We asked the Acting Commissioner, Tax Exempt and Government Entities Division; the Director, EO; and Determinations Unit personnel if the criteria were influenced by any individual or organization outside the IRS. All of these officials stated that the criteria were not influenced by any individual or organization outside the IRS.
“Come on,” I can hear Maine Senator Susan Collins and others saying. Are you so deep into the tank for Obama that you are seriously suggesting a group of low-level bureaucrats in Ohio came up with the idea of setting aside, for special review, applications from groups whose names contained the words “Tea Party,” “Patriots,” or “9/12 Project”? No, I am not making that suggestion. It comes from an agency that Congress created in 1999 to provide independent oversight of the I.R.S. In organizational terms, the Inspector General for Tax Administration comes under the ambit of the Treasury Department. But it is independent of the Department and all other agencies located therein. Since 2004, it has been headed by J. Russell George, a native of Brooklyn and a former prosecutor in Queens, who was appointed by President George W. Bush. The lead author of the report, Gregory D. Kutz, is a career public servant and forensic auditor who used to work for the Government Accountability Office, the investigative arm of Congress.

Here, again, is the report (“BOLO” stands for “Be On the Lookout”):

[T]he Determinations Unit developed and implemented inappropriate criteria in part due to insufficient oversight provided by management.

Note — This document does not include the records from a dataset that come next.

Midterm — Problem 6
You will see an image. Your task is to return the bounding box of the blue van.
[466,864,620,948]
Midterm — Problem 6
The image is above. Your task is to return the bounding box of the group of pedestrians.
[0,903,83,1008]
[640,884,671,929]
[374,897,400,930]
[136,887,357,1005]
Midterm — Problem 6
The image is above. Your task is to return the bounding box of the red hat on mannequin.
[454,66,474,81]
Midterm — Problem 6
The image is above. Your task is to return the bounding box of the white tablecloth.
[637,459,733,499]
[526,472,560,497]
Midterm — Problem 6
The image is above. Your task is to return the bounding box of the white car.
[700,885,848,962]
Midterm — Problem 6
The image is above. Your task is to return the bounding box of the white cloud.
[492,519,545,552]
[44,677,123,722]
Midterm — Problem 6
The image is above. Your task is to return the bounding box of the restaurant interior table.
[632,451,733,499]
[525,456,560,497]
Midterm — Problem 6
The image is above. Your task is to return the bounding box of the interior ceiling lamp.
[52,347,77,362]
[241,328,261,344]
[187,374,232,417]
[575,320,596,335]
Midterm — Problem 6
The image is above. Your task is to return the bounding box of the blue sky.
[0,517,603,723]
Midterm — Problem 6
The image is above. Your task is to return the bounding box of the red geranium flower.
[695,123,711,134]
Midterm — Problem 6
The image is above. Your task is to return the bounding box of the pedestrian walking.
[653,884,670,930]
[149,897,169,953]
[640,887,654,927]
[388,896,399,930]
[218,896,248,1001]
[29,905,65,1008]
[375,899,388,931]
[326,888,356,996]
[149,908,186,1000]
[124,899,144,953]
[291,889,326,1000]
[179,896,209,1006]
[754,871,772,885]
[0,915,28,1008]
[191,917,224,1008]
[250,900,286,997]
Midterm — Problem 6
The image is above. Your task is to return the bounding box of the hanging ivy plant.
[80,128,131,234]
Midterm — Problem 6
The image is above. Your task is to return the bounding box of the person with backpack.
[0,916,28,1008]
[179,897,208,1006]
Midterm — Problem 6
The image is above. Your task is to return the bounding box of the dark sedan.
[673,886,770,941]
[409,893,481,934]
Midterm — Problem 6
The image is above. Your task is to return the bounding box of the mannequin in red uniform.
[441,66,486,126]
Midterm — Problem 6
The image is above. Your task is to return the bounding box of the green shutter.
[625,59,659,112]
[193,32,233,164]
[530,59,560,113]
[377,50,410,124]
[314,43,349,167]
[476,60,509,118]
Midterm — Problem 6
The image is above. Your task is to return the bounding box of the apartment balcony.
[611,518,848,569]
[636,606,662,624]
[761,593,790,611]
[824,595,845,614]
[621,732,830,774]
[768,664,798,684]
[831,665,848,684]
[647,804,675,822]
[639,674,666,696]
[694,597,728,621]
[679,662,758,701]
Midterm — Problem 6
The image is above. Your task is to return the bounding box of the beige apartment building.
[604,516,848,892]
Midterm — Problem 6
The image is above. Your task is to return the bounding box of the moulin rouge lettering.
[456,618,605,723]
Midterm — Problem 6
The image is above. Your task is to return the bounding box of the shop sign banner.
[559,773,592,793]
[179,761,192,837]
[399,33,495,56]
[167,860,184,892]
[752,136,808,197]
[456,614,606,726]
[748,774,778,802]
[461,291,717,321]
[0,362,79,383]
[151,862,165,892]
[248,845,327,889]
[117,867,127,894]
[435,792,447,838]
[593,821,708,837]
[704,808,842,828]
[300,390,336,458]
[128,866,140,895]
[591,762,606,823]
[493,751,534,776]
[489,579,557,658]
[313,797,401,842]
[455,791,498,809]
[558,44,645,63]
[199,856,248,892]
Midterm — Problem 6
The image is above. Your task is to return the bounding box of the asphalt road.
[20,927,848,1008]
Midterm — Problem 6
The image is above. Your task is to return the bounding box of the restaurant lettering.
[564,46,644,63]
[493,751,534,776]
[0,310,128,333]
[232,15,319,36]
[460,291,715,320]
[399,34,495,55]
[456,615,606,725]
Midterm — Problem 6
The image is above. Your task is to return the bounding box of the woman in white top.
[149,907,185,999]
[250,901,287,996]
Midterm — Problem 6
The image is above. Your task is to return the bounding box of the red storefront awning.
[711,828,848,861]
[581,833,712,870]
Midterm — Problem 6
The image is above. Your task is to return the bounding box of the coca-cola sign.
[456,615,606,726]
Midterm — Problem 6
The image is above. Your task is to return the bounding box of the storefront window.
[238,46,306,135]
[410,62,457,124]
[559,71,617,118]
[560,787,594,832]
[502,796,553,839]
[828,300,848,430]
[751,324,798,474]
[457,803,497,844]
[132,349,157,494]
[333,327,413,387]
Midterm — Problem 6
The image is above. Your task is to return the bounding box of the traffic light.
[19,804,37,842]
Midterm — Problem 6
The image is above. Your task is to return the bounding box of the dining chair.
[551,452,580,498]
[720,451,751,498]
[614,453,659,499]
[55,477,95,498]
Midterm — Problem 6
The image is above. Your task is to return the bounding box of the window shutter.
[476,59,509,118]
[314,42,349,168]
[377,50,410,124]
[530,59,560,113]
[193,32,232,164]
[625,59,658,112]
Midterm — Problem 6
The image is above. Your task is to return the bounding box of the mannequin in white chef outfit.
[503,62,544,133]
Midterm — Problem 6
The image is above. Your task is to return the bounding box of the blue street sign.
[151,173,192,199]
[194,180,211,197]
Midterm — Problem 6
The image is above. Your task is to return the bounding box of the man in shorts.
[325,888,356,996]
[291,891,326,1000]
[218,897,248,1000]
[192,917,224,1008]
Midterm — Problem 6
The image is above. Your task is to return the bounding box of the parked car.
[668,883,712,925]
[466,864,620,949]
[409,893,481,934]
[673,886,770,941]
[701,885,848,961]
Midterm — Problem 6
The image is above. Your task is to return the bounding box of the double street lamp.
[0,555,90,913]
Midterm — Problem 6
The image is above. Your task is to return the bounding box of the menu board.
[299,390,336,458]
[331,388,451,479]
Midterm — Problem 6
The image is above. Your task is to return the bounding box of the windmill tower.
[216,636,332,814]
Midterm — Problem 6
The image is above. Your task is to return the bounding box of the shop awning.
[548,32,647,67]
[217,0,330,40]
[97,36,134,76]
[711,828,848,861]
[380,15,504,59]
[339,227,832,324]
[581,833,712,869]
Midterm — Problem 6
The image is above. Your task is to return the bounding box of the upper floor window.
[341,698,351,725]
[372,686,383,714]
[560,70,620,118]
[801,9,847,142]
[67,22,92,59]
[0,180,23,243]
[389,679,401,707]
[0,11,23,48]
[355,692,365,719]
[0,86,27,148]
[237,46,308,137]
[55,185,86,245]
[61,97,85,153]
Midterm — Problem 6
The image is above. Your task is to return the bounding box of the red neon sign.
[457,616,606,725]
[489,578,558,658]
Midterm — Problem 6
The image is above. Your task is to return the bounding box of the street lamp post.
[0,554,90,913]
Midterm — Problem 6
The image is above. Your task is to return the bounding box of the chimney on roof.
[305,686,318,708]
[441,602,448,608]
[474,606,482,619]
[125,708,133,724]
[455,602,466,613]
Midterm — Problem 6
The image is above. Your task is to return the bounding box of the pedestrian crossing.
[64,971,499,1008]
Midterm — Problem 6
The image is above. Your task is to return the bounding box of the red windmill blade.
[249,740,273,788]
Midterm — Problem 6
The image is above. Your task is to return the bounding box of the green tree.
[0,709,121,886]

Specifically, only first-line management approved references to the Tea Party in the BOLO listing criteria before it was implemented. As a result, inappropriate criteria remained in place for more than 18 months.
If you are a Republican member of the House Ways and Means Committee, the House Oversight and Government Reform Committee, or the Senate Finance Committee, all of which are rushing to schedule hearings on this great national scandal, such statements don’t offer much in the way of encouragement.

Never fear! Our intrepid representatives will come up with something. Rather than focussing on the body of the report, today’s Times reports, they are fixing on a single entry in the report’s appendix, which reveals—shock! horror!—that on August 4, 2011, I.R.S. officials in Washington, who by then knew about the Cincinnati office’s targeting of conservative groups, met with the I.R.S.’s chief counsel “so that everyone would have the latest information on the issue.”

You can see where this is going. Maybe the I.R.S.’s chief counsel, an Obama appointee by the name of William J. Wilkins, informed the Treasury Department’s chief counsel at the time, George W. Madison, who, in turn, told his boss, Tim Geithner, who, as we all know, was one of President Obama’s favorites and could surely be trusted to pass along to him any potentially troubling news. “What we don’t know, at this point, is whether it jumped the fence from the I.R.S. to the White House,” McConnell, the G.O.P. leader in the Senate, said on Monday. “But we do know this: we can’t trust the Administration to be forthcoming on the details of this scandal…”

Good luck with that line of attack, fellas. Doubtless, the various congressional committees will haul up before them a variety of officials from the I.R.S., the Inspector General’s office, and the Treasury Department. But unless they come up with something that’s not in the report, they are going to have a great deal of difficulty making this one stick to Obama.